Headlines on this issue are likely to dominate over the next two weeks as we approach the September 18th polling day. The UK stands to lose approx 10% of its GDP should Scotland gain independence, and while 10% is a large drop to burden the fall out is likely to cast a long shadow. GBP is expected to remain volatile in the meantime, while the shock factor has likely seen more aggressive positioning over the last couple of days it still holds downside potential. Today’s calendar brings with it some of its own risks to GBP, Industrial and manufacturing production data from July, Trade balance data, and the NIESR GDP estimate all cross the wires today. Mark Carney is also speaking in Liverpool this morning, he also has the potential to cause GBP volatility especially if he is questioned on/discusses interest rates of the referendum.

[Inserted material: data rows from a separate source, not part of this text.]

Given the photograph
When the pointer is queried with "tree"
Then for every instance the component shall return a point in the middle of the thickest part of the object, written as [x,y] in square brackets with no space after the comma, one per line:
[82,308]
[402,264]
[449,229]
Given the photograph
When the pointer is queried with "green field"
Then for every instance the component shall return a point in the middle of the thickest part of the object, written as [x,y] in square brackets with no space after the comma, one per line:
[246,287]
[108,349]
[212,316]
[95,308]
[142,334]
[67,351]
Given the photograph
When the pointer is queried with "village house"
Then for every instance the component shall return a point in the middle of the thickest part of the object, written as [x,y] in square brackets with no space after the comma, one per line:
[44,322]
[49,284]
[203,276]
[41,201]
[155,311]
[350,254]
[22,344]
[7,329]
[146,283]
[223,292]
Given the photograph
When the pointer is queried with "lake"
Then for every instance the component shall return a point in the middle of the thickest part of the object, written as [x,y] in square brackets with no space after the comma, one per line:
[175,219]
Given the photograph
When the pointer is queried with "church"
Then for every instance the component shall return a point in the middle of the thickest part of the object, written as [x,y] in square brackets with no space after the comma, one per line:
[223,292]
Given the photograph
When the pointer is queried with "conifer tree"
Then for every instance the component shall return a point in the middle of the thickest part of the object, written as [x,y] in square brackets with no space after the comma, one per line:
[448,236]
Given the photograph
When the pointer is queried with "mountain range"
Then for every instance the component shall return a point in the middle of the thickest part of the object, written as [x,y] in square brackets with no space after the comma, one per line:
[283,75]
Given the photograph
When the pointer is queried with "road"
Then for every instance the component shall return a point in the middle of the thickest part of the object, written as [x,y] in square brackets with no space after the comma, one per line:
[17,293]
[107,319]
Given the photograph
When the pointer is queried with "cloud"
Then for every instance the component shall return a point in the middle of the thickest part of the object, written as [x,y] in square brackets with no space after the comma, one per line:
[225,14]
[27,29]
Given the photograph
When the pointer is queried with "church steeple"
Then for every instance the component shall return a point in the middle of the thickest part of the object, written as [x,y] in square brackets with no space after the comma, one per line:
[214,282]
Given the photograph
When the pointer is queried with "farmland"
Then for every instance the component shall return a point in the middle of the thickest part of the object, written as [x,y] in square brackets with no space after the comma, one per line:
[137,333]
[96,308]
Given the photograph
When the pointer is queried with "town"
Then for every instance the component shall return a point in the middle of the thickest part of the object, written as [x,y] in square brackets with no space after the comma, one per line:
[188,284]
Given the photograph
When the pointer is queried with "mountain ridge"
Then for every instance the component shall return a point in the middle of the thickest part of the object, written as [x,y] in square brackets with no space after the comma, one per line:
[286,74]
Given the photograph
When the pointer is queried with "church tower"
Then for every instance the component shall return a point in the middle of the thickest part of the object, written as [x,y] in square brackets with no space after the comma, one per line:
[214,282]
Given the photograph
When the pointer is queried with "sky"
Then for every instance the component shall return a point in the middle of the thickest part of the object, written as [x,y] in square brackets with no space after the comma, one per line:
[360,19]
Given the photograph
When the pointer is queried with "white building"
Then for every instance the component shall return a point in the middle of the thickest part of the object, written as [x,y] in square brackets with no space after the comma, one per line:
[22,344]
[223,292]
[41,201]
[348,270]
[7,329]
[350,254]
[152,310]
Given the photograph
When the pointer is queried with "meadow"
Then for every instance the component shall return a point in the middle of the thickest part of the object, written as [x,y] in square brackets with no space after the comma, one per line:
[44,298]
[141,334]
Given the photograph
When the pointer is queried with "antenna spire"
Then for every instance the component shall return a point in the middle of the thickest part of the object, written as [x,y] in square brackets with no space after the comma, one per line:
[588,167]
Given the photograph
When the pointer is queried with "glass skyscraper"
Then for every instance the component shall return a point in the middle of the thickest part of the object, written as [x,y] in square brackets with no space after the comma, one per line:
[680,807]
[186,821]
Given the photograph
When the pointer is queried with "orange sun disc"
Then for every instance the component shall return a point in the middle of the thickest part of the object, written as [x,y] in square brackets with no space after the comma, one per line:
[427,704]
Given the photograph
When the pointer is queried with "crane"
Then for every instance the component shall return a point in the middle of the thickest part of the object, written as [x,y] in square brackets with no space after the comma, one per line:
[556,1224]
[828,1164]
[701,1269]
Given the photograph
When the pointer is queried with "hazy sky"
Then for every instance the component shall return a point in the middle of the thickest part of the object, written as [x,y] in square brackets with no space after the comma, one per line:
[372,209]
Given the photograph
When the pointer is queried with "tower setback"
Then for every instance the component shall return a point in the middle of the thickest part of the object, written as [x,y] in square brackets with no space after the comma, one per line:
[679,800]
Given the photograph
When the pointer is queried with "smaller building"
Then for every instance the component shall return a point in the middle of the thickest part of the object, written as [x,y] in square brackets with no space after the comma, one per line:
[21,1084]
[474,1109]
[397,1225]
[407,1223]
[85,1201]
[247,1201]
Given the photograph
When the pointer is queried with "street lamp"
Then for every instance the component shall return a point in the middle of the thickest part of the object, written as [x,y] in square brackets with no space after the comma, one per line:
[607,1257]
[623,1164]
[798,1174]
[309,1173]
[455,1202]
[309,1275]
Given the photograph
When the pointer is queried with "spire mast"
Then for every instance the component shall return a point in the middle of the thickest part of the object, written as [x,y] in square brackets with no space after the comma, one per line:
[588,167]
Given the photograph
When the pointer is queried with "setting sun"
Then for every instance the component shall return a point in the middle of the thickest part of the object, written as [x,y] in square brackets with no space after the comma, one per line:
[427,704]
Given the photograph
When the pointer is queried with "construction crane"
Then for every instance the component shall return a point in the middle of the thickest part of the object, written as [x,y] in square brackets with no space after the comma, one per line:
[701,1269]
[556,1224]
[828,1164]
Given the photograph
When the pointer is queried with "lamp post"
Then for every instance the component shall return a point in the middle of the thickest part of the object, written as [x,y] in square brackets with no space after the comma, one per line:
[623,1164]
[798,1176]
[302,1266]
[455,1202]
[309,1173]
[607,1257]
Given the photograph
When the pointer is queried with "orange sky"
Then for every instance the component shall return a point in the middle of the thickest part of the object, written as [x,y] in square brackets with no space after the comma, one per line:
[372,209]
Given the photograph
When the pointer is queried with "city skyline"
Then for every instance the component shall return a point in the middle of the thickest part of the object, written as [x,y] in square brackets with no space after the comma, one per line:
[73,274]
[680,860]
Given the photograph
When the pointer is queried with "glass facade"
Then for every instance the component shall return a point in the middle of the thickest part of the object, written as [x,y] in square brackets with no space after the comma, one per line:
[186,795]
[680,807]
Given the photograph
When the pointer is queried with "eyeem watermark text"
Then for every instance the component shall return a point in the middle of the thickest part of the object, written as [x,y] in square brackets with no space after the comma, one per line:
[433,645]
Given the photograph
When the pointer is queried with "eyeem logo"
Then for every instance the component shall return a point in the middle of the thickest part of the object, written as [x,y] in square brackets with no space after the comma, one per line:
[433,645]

In the background the EUR was performing admirably through yesterday’s session, there was very little data of note and while much of the markets attention was on the UK, the single currency advanced against all major counterparts with the exception of the outperforming USD. EURUSD fell to 14 month lows as momentum favours the greenback and Eurozone investor sentiment surveys suggest the sharpest drop in over three years. This would suggest that yesterday’s bounce in the EUR was more of the dead cat variety, rather than any real turn in EUR sentiment. Data from the Eurozone remains light today and the EUR has already faced selling pressures this morning.
Data from the US session is relatively light today and the greenback continues to draw strength from the Fed winding down QE, and on the whole, better data. The USD traded to 6 year highs against JPY, while we now trade at 14 months lows against the EUR and with GBPUSD now trading at 11 months lows.